The size of `784` confirms we have the flattend arrays of `27x27`

## Part 3: Test the model on the Arduino
5) Make a main file that uses the tensorflow model.h, uses the test samples (.h)
6) Be sure to Git clone this library: https://github.com/tensorflow/tflite-micro-arduino-examples and put in under Arduino/libraries
7) Run inference on the device, make sure to time the inference time and afterwards also report the memory consumption


**Q3: Copy-past the code used to perform model inference on the Arduino and how you timed your results** </br>

```c
int inference(const signed char* test_sample) {
  // copy sample to input tensor
  for (int i = 0; i < 784; i++) {
    input->data.int8[i] = test_sample[i];
  }
  
  // for inference time measurement
  unsigned long start_time = micros();
  
  // actual inference
  TfLiteStatus invoke_status = interpreter->Invoke();
  
  // end and calc inference time measurement
  unsigned long end_time = micros();
  unsigned long inference_time = end_time - start_time;
  
  if (invoke_status != kTfLiteOk) {
    Serial.println("Invoke failed");
    return -1;
  }
  
  // extracting output result
  int8_t* output_data = output->data.int8;
  
  // search index with highest probability to print prediction
  int predicted_digit = 0;
  int8_t max_score = output_data[0];
  
  for (int i = 1; i < 10; i++) {
    if (output_data[i] > max_score) {
      predicted_digit = i;
      max_score = output_data[i];
    }
  }
  
  // logging inference duration
  Serial.print("Inference time: ");
  Serial.print(inference_time);
  Serial.println(" ms");
  
  return predicted_digit;
}
```
&rarr; I was not sure if the timing should also include copying the input sensor and finding the actual diget so I did both.
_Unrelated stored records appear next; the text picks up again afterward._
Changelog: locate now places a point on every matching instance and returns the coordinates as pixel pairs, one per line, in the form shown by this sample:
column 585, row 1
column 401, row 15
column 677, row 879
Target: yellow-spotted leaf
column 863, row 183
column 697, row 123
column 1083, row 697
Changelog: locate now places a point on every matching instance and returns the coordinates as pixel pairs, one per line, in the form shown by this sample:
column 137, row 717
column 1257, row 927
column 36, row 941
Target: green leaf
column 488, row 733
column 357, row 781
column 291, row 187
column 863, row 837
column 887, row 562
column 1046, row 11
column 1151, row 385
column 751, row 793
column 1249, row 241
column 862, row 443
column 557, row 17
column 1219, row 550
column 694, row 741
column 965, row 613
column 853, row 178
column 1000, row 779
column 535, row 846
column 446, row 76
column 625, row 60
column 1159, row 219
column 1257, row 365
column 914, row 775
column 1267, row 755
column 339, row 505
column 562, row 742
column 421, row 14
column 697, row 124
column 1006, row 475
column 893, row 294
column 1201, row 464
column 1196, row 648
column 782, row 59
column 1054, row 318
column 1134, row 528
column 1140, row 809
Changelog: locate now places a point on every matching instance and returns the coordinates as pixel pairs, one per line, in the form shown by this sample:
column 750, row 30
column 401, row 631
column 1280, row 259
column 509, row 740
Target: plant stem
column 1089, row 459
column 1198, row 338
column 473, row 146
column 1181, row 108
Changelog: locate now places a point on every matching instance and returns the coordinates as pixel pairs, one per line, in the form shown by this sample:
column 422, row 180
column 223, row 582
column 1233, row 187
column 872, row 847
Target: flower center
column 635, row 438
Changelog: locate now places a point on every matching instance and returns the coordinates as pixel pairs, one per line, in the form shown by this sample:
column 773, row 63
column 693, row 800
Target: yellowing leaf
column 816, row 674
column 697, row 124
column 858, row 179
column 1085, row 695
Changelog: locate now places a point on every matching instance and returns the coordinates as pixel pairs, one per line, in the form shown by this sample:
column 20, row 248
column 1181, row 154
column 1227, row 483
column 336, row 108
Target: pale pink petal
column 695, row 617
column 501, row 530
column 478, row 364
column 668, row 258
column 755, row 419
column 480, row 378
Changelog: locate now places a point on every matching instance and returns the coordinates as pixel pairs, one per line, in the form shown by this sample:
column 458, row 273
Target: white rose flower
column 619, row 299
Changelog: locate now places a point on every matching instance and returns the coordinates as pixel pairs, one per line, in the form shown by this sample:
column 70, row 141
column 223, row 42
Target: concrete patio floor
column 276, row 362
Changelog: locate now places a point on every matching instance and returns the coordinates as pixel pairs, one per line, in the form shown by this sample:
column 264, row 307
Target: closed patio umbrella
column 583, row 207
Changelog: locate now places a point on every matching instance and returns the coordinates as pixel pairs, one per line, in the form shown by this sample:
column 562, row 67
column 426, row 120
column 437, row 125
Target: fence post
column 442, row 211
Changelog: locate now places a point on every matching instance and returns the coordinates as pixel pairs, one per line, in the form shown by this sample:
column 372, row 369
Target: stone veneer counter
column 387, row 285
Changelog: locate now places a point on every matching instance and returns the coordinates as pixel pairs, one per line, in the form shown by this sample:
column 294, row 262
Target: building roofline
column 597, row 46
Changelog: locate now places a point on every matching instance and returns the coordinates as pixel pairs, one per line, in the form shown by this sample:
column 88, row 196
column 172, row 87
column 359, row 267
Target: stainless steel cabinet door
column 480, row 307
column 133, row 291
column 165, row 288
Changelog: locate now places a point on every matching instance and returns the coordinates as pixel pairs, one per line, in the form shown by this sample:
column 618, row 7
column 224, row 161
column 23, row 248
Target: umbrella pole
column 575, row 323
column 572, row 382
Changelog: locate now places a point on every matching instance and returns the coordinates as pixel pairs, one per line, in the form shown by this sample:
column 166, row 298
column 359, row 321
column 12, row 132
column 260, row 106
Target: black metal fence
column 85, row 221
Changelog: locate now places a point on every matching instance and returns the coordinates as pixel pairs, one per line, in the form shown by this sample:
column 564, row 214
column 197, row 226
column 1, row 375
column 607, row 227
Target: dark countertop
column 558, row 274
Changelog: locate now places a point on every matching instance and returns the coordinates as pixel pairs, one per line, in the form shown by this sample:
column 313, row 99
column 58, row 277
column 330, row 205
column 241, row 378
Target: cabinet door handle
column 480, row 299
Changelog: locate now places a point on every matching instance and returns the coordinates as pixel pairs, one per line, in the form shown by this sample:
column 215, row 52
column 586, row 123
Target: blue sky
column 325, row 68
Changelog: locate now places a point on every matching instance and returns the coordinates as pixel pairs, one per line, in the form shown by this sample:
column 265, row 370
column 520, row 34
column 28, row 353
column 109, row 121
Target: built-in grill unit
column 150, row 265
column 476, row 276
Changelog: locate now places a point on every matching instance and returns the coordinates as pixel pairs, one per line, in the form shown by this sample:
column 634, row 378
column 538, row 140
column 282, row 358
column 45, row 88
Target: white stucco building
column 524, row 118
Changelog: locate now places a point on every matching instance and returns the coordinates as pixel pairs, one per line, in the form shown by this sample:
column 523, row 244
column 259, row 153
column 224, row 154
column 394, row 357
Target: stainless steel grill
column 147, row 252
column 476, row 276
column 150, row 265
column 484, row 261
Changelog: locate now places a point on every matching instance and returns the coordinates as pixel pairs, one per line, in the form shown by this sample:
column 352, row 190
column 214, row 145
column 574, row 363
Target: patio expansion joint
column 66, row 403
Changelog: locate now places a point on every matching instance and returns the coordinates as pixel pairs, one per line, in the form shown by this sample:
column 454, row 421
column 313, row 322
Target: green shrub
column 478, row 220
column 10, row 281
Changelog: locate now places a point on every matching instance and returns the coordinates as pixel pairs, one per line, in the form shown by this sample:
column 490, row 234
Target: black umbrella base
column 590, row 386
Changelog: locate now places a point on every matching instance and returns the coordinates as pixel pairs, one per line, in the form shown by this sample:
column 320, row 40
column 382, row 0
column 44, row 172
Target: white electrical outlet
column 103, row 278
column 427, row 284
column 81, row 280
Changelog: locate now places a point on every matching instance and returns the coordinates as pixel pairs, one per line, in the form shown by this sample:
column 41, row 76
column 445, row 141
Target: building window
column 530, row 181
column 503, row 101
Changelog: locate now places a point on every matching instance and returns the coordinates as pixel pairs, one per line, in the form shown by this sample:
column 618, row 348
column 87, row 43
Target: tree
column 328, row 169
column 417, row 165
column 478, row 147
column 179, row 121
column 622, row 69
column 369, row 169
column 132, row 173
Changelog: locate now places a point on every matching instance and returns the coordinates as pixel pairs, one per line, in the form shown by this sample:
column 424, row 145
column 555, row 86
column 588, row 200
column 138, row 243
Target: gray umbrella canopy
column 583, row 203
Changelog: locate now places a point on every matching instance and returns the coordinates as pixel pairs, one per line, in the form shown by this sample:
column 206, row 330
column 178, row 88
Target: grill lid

**Q4: What inference time do you get?**
```
Test Sample 0:
Inference time: 268179 microseconds
Prediction time: 268323 microseconds
Predicted digit: 7

Test Sample 1:
Inference time: 268004 microseconds
Prediction time: 268165 microseconds
Predicted digit: 2

Test Sample 2:
Inference time: 268007 microseconds
Prediction time: 268169 microseconds
Predicted digit: 1

Test Sample 3:
Inference time: 268136 microseconds
Prediction time: 268281 microseconds
Predicted digit: 0

Test Sample 4:
Inference time: 268031 microseconds
Prediction time: 268176 microseconds
Predicted digit: 4
```
&rarr; So no real difference in Inference and Prediction

**Q5: What memory consumption of the model on the arduino did you measure? Did you need to change anything to the allocated tensor memory to accommodate the model size?** </br>

```
Free memory before model initialization: -8041 bytes
Input tensor dimensions: 3 dimensions with shape: [1, 28, 28]
Free memory after model initialization: -8041 bytes
Memory consumed by model: 69792 bytes
```

The sketch exeeced the memory of the arduino (hence the `-8041 bytes` reading), but there were no OOM errors. So I did not change anything to allocate tensor memory.